California school system halts football team carrying police flag, dividing community (Police)

School leaders intervening in which flags a high school football team and its players carry onto the field before each game is dividing a California community just north of Los Angeles.

Saugus High School, a public school in Santa Clarita, California, just 30 miles from downtown Los Angeles, saw the school's leaders recently step in to halt the Centurions' practice of running onto the football field prior to each game with the 'Thin Blue Line' flag that is displayed as a show of support for police and law enforcement officers, according to a report from The Signal.

The media outlet reported that during a recent school board meeting for the William S. Hart Union High School District, leaders implored the flag be immediately removed from the Saugus Centurions' pre-game entrances.
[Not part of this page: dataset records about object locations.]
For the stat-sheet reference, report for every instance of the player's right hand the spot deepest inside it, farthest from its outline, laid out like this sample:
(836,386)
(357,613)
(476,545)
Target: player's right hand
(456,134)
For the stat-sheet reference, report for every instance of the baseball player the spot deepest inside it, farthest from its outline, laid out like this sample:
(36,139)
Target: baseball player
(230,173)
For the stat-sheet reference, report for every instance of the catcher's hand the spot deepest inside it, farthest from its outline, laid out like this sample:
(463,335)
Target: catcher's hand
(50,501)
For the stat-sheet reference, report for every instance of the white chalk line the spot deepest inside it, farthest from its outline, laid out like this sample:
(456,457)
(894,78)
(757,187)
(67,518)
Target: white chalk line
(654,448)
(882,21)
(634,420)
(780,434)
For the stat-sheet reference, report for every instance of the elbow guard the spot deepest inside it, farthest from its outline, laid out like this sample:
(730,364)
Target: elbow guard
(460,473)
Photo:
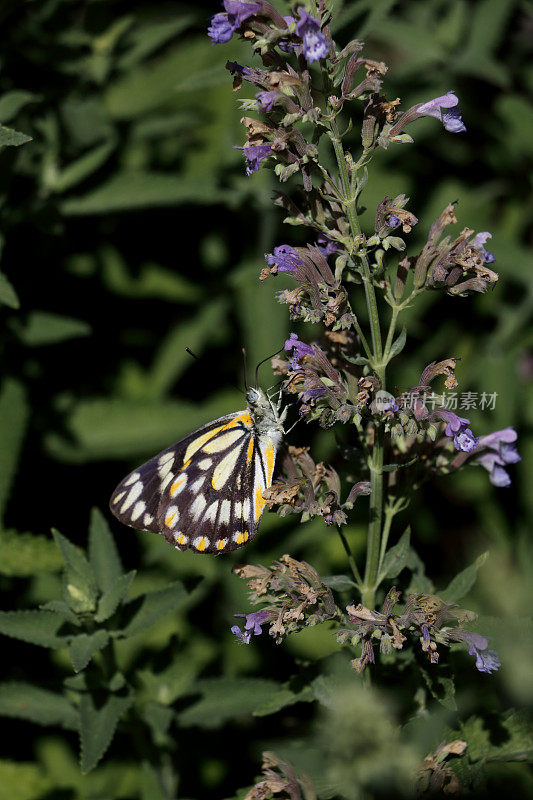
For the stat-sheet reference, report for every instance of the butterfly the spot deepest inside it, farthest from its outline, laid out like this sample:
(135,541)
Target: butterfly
(206,491)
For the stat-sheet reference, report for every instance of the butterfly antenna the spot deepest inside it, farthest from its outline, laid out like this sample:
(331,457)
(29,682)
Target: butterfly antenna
(245,368)
(265,360)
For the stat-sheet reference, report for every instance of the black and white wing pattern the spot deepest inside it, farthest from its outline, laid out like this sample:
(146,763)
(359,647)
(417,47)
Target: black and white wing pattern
(206,491)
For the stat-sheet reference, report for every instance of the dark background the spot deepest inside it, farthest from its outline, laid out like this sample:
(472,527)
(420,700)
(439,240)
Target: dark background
(130,231)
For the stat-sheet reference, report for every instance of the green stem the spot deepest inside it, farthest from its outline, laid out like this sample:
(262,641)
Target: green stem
(351,559)
(375,521)
(390,335)
(351,210)
(376,461)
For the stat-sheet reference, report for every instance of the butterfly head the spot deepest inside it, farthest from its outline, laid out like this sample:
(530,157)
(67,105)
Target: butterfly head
(266,415)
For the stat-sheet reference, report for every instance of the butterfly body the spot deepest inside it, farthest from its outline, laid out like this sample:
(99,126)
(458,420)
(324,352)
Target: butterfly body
(206,491)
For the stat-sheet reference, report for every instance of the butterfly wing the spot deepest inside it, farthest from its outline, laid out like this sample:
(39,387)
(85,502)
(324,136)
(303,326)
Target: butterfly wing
(135,501)
(214,503)
(204,492)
Per the report, the school system "received complaints" about the flag being flown by players -- though the board did not divulge how many complaints were lodged.

The Signal said multiple area citizens weighed in on the matter at the district's meeting earlier this week. 
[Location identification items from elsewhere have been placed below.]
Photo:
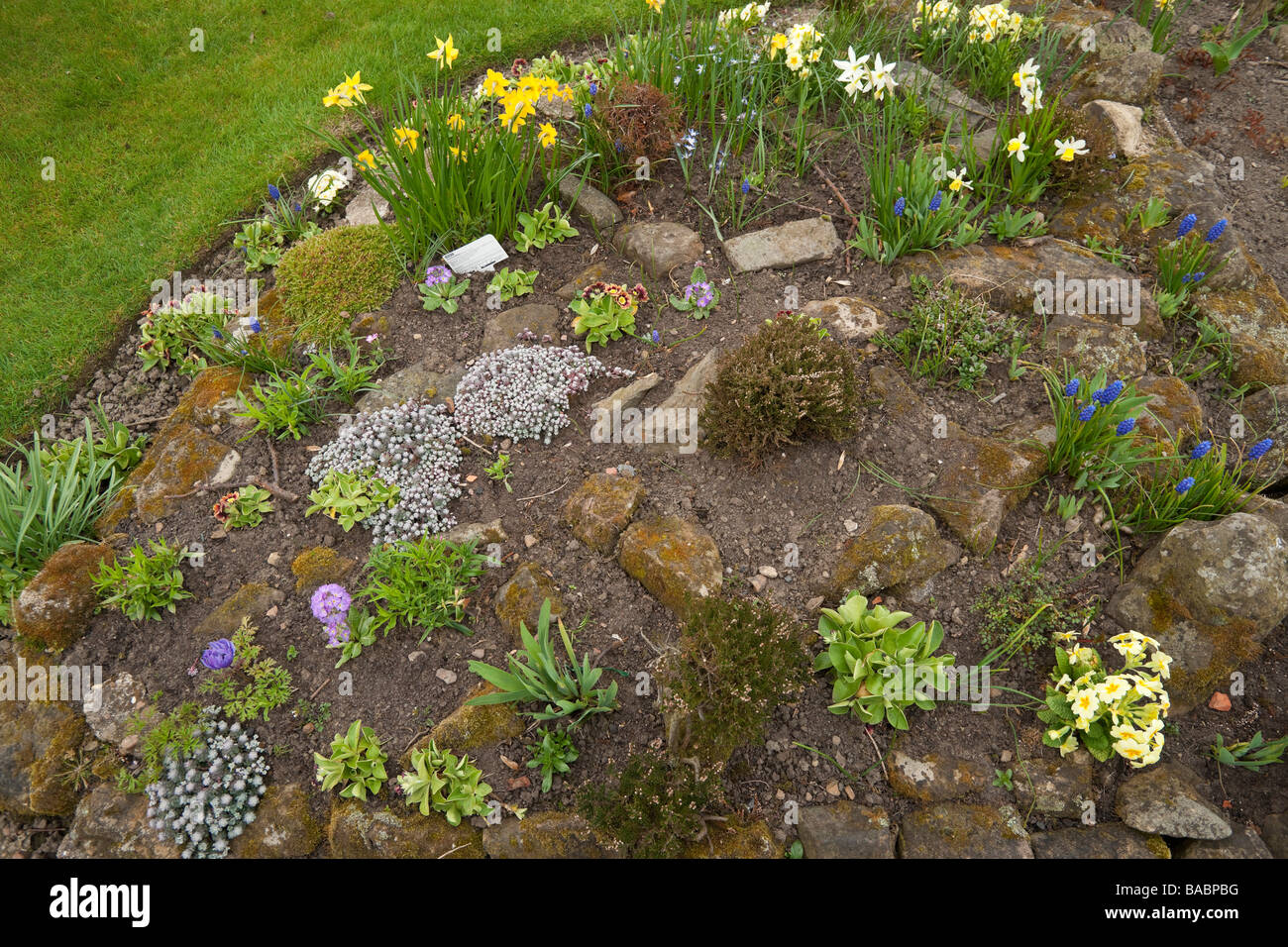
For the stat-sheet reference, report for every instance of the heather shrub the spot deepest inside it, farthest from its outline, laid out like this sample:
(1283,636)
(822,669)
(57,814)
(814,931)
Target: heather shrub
(349,269)
(787,382)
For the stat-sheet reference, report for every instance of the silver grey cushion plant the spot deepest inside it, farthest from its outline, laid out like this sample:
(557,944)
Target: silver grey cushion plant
(206,797)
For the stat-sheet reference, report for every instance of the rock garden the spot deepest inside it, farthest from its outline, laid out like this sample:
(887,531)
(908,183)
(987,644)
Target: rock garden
(820,432)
Proponents of the flag being flown decried the notion that it is rooted in any kind of political statement.

Saugus High School has approximately 2,500 students.

“The flag, in my humble opinion, is no more political than a military flag or Vietnam veterans’ flag. It has been co-opted by some," Joe Messina, presiding officer of the Hart board, said per The Signal. “It has been now meant [by some parties] to be something negative and terrible.” 

The system has not yet announced a resolution for the matter but has demanded the flag not be flown by the football team until a final answer.